SYSEXIT is scary on 64-bit kernels -- SYSEXIT must be invoked with
usergs and IRQs on.  That means that we rely on STI to correctly
mask interrupts for one instruction.  This is okay by itself, but
the semantics with respect to NMIs are unclear.

Avoid the whole issue by using SYSRETL instead.  For background,
Intel CPUs don't allow SYSCALL from compat mode, but they do allow
SYSRETL back to compat mode.  Go figure.

To avoid doing too much at once, this doesn't revamp the calling
convention.  We still return with EBP, EDX, and ECX on the user
stack.

Oddly this seems to be 30 cycles or so faster.  Avoiding POPFQ and
STI will account for under half of that, I think, so my best guess
is that Intel just optimizes SYSRET much better than SYSEXIT.

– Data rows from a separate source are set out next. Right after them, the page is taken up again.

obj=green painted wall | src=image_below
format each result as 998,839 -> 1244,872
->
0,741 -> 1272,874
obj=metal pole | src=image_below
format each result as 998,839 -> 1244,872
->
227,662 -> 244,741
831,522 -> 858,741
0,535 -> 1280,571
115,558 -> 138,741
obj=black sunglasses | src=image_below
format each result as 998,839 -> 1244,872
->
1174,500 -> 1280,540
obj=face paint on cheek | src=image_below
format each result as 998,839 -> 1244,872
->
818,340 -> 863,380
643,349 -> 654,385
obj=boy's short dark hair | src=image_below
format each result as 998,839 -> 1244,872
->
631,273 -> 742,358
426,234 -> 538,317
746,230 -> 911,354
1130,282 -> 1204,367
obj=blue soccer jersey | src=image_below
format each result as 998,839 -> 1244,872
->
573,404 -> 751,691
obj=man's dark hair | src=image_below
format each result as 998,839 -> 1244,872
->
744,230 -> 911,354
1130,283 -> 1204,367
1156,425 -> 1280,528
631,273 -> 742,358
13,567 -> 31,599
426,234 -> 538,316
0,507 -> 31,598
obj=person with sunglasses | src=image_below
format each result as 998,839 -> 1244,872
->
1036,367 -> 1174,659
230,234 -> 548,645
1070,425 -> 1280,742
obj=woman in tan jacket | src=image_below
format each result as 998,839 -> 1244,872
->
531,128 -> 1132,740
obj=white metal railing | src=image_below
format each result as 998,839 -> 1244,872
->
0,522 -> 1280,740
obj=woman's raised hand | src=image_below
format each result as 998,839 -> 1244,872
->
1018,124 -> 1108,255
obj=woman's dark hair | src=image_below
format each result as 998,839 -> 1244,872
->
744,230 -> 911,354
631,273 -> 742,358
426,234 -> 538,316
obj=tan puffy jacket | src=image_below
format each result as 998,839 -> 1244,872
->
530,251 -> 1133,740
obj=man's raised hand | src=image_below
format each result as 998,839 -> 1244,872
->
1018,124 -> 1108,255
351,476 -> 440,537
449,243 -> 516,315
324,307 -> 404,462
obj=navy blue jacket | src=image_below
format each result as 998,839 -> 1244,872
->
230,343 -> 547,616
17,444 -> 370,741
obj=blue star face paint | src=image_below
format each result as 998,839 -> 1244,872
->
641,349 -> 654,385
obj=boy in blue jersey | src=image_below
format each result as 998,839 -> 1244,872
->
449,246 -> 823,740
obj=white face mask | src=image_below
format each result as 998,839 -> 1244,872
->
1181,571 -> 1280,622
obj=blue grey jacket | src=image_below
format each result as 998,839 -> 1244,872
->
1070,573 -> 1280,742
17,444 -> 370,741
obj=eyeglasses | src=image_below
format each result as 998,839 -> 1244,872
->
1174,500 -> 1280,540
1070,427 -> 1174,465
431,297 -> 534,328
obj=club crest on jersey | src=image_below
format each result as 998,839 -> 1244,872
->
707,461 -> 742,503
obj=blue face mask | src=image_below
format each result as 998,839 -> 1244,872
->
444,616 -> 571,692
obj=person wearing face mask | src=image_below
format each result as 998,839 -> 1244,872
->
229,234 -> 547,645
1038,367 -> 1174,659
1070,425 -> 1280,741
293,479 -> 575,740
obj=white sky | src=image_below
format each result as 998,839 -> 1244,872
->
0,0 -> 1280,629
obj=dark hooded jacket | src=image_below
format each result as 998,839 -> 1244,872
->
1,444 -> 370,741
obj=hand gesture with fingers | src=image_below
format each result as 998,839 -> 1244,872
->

Signed-off-by: Andy Lutomirski <luto@kernel.org>
---

I'll send a patch tomorrow to delete the associated paravirt code once
the kbuild bot has had a while to chew on it.

Changes from RFC:
 - Capitalize references to opcodes (Borislav)
 - Add much better comments (Denys)
 - Drop Cc: stable (Ingo)

 arch/x86/ia32/ia32entry.S | 53 +++++++++++++++++++++++++++++++++++------------
 1 file changed, 40 insertions(+), 13 deletions(-)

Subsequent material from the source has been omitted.